-November 18th, 2016 Weekly Market Roundup. The S&P 500 index gained 0.8% for the week while the Nasdaq Composite (+1.6%) outperformed after lagging one week ago. Conversely, the Dow Jones Industrial Average (+0.1%) underperformed after showing relative strength during the election week. In contrast, typically more stable areas of the market, including high-dividend stocks (including Utilities, Food & Beverage, and Household Products), declined. The market’s immediate Trump related focus will be on potential tax reform that, by some estimates, could boost corporate earnings by as much as 10%, followed by growth policies, infrastructure investment and the potential of allowing US companies to repatriate cash at a slashed 10% rate. Fed Chair Janet Yellen remarked Thursday, in her testimony before the Joint Economic Committee, that the U.S. economy is strong enough to withstand a rate hike, which could come “relatively soon.” Global bond markets continue to be driven by heightened inflation expectations. The yield on the bellwether 10-year U.S. Treasury, which moves in the opposite direction of its price, climbed to 2.34% on November 18, its highest level in more than a year.
-The current U.S. stock market trading trends have been unusual and a bit bipolar. For example, there has been odd sector rotation, where just yesterday (Nov 16th) more than 300 securities on the New York Stock Exchange hit 52-week highs, while more than 300 securities also hit 52-week lows.
-A recent Wall Street Journal article argues that Donald Trump’s presidency may cause a big downturn in the US real estate market and thus REIT investments. Trump is forecasted to boost growth and cause inflation, but it might be the impact that he has already had which will be the biggest factor for mortgage markets—higher rates. 30-year mortgage rates have already jumped 25 basis points since his election, and the higher interest rates which are expected to accompany his presidency could well cool the real estate market by putting currently lofty prices out of the reach of many borrowers. Prices have risen so much over the last few years in part because big mortgages were affordable compared to incomes as a result of really low rates.
-As a result the Trump Tantrum, the capitalization of a global bond-market index slid by $450 billion Thursday, a fourth day of declines that pushed the week’s total bond losses above $1 trillion for only the second time in two decades, via Bloomberg. In addition, Bank of America Merrill Lynch data showed the 30 year yields jumped (bonds dropping) the most this week since January 2009, and the week is not over yet. Trump's policies are expected to see inflation trending upwards over the coming years which is traditionally bad for bonds. Other income plays have also been hard hit – For example, RIETs have sold off and dividend equity sectors like Utilities and Consumer Staples are also down for the week. In turn, certain equity sectors rallied strongly on the Trump win such as basic materials (related to the Trump infrastructure investment initiative) and financials (expectation of higher rates, bringing greater profit spread for banks), healthcare, among others.

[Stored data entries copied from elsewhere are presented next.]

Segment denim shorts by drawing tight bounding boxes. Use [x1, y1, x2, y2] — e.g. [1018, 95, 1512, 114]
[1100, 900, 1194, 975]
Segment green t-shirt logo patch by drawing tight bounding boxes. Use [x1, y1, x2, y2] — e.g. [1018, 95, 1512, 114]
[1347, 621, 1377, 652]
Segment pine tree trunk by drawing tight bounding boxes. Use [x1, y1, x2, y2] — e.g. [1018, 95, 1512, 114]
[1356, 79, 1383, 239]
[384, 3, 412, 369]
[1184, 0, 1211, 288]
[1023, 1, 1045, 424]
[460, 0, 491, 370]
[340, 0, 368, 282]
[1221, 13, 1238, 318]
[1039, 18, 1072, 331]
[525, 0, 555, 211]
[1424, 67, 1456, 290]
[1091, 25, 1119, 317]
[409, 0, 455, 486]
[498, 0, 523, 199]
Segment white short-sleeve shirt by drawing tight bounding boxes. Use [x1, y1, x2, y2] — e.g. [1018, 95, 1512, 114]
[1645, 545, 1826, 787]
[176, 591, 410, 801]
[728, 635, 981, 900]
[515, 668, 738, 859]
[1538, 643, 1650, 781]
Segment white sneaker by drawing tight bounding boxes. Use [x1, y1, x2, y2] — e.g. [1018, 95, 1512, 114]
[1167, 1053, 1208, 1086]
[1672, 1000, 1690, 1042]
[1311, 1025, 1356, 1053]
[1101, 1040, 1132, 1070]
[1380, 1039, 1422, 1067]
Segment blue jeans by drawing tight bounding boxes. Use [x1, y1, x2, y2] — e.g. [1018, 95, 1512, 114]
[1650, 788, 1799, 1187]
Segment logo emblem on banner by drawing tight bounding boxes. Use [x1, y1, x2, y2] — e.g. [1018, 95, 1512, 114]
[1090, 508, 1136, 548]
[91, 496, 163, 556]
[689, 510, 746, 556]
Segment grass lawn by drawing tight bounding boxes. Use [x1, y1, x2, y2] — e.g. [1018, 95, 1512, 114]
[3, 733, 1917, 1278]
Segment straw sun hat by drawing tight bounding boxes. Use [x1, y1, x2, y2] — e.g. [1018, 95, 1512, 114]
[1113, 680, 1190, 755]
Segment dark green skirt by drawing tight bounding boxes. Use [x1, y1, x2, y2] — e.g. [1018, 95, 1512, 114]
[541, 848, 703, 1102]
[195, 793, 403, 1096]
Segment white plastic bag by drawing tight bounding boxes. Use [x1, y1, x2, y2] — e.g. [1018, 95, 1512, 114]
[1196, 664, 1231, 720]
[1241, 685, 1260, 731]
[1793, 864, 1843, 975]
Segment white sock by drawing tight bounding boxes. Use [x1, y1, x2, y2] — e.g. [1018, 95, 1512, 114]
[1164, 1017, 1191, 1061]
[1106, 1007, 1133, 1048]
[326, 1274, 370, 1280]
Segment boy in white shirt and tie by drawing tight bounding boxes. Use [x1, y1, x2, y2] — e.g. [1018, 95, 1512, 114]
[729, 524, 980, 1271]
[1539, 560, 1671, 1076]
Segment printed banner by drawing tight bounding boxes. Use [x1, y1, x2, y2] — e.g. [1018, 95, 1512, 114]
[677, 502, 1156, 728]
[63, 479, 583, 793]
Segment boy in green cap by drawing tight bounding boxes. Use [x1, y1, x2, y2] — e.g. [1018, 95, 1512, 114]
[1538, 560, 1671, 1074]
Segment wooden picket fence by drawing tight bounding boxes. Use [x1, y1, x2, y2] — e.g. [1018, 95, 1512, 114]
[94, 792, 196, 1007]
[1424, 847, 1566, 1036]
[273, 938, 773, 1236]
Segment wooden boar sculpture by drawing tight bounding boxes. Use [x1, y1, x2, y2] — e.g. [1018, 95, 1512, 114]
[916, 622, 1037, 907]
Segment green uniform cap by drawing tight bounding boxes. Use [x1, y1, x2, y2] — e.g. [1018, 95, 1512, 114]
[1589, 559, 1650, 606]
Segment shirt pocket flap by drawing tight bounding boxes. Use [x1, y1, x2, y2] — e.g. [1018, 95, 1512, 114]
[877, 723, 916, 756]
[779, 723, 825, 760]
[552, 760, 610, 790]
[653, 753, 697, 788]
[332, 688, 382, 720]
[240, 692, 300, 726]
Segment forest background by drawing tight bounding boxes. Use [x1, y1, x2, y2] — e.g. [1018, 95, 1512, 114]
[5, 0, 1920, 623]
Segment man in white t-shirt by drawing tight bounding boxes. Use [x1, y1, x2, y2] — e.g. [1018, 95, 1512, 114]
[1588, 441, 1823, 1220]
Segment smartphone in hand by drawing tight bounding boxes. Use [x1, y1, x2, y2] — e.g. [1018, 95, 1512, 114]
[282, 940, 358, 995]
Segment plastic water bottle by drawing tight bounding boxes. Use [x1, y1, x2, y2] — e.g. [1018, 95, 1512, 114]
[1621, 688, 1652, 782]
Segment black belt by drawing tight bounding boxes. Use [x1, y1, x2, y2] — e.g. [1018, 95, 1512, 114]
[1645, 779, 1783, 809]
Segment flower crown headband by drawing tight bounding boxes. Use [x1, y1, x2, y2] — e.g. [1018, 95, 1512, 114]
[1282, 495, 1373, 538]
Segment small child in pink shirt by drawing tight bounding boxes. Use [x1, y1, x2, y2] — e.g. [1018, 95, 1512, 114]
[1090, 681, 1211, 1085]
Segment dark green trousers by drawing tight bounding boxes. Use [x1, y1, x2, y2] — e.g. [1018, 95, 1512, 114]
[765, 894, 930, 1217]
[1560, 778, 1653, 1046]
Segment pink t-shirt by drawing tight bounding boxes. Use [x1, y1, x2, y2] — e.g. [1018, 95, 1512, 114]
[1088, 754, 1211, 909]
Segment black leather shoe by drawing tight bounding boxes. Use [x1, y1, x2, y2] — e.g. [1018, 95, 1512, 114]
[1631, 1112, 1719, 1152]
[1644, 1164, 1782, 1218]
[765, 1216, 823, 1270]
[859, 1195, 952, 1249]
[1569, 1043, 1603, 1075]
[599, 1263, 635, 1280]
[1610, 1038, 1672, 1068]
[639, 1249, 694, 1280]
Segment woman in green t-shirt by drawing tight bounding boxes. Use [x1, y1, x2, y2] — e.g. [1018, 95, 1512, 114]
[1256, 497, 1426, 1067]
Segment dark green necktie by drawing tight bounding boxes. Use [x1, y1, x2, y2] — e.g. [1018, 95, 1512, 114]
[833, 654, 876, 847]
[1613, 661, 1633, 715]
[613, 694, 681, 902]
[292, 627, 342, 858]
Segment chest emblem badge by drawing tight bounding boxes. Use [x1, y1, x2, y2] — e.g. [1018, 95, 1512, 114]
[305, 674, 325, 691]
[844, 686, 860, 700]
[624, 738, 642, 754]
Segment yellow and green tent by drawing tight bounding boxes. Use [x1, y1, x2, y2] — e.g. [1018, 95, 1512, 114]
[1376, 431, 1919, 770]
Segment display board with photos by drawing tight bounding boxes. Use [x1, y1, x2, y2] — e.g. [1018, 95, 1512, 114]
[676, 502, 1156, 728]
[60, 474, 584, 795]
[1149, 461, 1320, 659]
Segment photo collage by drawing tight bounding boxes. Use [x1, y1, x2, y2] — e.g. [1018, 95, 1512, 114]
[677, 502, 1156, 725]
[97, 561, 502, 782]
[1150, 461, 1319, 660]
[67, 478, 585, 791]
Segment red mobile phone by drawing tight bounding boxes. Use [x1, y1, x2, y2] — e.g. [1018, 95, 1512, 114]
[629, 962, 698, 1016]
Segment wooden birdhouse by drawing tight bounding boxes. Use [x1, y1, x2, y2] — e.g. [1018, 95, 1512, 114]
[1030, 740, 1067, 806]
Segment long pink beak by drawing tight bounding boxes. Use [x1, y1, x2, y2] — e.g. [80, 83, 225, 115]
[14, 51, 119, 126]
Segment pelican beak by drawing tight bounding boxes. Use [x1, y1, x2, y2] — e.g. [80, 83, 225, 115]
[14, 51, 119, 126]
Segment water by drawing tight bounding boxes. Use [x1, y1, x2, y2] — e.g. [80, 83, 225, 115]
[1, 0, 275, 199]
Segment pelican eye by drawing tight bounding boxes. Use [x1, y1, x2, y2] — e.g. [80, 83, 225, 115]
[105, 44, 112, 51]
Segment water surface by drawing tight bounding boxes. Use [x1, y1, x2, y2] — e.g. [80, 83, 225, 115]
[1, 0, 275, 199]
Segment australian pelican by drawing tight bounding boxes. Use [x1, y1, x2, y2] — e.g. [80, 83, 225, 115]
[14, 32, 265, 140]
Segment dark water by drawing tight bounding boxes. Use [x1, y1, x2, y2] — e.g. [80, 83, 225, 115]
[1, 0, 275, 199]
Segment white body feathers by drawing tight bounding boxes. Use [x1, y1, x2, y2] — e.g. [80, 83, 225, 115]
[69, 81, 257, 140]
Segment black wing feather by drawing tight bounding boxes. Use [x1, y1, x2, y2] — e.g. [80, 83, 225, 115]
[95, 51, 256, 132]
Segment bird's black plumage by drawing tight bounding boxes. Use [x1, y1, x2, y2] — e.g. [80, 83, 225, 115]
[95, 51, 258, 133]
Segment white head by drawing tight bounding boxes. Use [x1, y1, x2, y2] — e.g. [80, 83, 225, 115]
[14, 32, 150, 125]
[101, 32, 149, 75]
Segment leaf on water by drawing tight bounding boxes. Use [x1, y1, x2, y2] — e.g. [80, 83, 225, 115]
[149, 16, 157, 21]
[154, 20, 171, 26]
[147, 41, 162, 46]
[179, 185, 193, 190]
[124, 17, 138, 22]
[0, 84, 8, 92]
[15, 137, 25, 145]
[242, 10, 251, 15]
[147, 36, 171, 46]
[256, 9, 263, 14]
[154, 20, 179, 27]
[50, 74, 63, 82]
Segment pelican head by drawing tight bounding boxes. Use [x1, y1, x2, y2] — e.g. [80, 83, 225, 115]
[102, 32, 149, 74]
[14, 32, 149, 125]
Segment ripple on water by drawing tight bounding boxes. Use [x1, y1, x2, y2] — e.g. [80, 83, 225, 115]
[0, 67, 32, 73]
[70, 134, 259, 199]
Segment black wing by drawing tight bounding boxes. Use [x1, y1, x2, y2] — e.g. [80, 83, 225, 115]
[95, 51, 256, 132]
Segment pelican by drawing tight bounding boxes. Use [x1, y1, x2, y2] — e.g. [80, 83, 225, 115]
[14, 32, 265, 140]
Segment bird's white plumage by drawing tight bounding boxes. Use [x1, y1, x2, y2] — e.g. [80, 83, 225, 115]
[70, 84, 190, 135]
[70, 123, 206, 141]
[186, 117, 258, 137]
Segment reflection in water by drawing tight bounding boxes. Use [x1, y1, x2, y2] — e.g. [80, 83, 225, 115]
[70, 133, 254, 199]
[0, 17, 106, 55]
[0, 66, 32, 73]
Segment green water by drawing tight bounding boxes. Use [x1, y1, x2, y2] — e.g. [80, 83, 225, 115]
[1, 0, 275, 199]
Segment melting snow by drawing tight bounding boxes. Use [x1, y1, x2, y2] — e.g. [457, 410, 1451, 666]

-Trump pulled off a surprise victory last night with the equity futures turning down in the -4.o% range. However, this morning the US equity indices are relatively steady, given certain sectors are offsetting losses in others. For example, Healthcare, Industrials & Financials are actually rallying. The S&P 500 has been teetering between -0.5% to +0.30 so far this morning.
-November 4th, 2016 Weekly Market Roundup. Equity markets closed lower across the board for the second straight week as all major indices and economic sectors retreated; the S&P 500 finished the week nearly -3% below its record high reached in mid-August. The S&P’s weekly loss marked the ninth consecutive day of declines for the S&P 500 Index, the longest stretch since December 1980. This statistic seems ominous on the surface, but surprisingly stocks historically have generally increased after similar declines, rising on average by 7% over the following six months. On the economic front third quarter's GDP report came in at a better-than-expected 2.9% - this growth rate has not seen since the third quarter of 2014. The Federal Open Market Committee (FOMC) left rates steady at its November meeting but strongly indicated that a hike is likely at the next meeting in December.
-The S&P 500 just completed seven (7) straight days of market losses. This level of daily losses is similar to the longest loss run in the past two decades (which was during the market crash of 2008), where the equity index fell for eight straight days. Fortunately, the difference between now and 2008 was back then the fall was far more steep and violent.
-“Going back 88 years, when stocks advance in the three months before the election, the nominee representing the party in the White House almost always wins (Hillary). When stocks are down in that period, the candidate challenging the incumbent party usually triumphs. Thus it can be said that the Standard & Poor’s 500 index has correctly predicted 19 of the past 22 presidential elections” according to a recent Barron’s piece. Now consider that the S&P 500 has fallen more than 4% since the start of August.